L works for a firm that is largely Japanese. His coworkers are all really nice people. They take pity on me, because they know that although I'm Japanese I am terribly out of touch with my homeland culture. Also, they think I'm cool because I am full Asian and speak perfect English. I think I act inappropriately at times (maybe too brazen for a traditional Japanese woman), but they laugh and generally make me feel good about myself. I like them. They also came to our wedding and formed a dance train at the reception. Yes, I like them very much.
Anyway, many of the married Japanese men bring their lunches to work rather than go out. By bring lunch, I mean that their wives cook gourmet Japanese food the night before or wake up early to fry things, make sushi, and mix concoctions for their husbands' bento box lunches.
When L told me about this, I found that my way of slithering out of feeling bad that I didn't slave over the stove all night to make my husband lunch, was to convince him that going out to lunch was good for him. He needs some fresh air, some social time, and it is nice to leave your desk every once in awhile. It's true, right? Well, my plan foiled when eating out daily became a strain on our budget, and he decided he wanted to bring lunch a few times a week. Crap, now what?
I swore that when I was married I would never ask myself these questions, but here I was, asking. "Am I supposed to make my husband lunch?" I had never really thought about this before, because frankly in American culture, this isn't really the custom. Moms make lunches for their children, but their husbands are mostly on their own. Also, did no one get my memo? I'm the LESS than domestic goddess. Being domestic isn't my bag. "Umm, honey, do you want leftover Papa John's pizza or peanut butter and jelly?" Seriously, if I'm feeling fancy, maybe it's grilled cheese.
For some reason, this whole situation gave me a bit of wifely anxiety. However, I rationalize it as this...
If I start making L fancy lunches and sandwiches with the crusts cut off, what is going to happen one day if/when I STOP doing that? I would be creating a system of high expectations that, knowing myself, I would likely flub it all up at some point. I'm not a high expectations kind of girl. Okay, that sounds terrible. How about this rationale? My husband is an adult. I make my own daily lunch arrangements. He should, too. He's not going to love me any less if I don't spend two hours a day making him lunch.
Late one night, L and I were chatting and I incoherently blurted out all of my thoughts on this lunch subject. He laughed at me, and said that he had already made his lunch for tomorrow and stuck it in the fridge.
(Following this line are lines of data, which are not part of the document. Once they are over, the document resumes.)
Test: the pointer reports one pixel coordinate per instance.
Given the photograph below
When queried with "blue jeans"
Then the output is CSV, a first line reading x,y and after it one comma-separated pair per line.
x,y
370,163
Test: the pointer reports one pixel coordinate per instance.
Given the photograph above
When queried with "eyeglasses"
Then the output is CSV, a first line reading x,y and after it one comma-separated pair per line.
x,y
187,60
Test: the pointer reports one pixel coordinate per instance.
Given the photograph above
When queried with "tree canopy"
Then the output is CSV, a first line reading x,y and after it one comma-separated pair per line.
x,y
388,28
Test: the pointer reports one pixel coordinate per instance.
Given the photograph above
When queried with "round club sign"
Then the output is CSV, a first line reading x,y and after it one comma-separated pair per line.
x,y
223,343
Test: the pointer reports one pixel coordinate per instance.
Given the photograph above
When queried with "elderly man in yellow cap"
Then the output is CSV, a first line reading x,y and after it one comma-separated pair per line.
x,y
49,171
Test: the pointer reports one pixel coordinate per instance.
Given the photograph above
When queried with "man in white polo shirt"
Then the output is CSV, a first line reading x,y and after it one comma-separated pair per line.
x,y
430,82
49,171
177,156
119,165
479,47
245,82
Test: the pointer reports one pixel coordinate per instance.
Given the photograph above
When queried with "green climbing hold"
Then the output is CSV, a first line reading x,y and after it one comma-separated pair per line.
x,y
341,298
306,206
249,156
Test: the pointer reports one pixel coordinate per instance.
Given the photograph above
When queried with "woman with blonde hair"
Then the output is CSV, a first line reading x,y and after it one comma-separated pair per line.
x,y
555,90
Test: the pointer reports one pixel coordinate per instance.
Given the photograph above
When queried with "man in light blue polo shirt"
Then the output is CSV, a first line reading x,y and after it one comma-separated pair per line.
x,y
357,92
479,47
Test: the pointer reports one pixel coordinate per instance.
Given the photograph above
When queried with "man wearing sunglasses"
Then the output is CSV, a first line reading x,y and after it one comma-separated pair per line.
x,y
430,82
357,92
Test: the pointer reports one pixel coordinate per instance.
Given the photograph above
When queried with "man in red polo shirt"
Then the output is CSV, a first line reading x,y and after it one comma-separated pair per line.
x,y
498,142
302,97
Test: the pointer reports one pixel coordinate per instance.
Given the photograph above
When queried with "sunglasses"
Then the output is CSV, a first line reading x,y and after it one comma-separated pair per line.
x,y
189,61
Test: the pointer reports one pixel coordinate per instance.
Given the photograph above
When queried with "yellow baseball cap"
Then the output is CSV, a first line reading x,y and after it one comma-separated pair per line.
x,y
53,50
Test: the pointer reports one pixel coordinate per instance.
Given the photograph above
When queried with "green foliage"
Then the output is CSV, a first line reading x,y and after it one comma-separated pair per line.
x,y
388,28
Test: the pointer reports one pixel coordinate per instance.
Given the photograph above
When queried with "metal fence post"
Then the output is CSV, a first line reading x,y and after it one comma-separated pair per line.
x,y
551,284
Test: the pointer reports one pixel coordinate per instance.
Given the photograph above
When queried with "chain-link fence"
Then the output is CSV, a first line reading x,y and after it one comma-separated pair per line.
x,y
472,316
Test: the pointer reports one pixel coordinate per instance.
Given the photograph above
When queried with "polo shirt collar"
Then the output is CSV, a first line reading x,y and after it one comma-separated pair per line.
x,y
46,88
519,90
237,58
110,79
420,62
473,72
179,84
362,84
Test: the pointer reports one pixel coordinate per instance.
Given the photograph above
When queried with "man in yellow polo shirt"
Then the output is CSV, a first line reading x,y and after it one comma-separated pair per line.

Part of me was very happy that he understood. Another part of me still felt a gnawing feeling that he would be sitting there at lunch eating a bologna and cheese while his coworker dined on salmon rolls and chicken katsu.
I know I'm being stupid. I have mostly gotten over it. But still, despite the cultural differences, maybe I let wifely expectations get the best of me?
Have any of you married folks been in a situation that has made you feel like a sub-par spouse?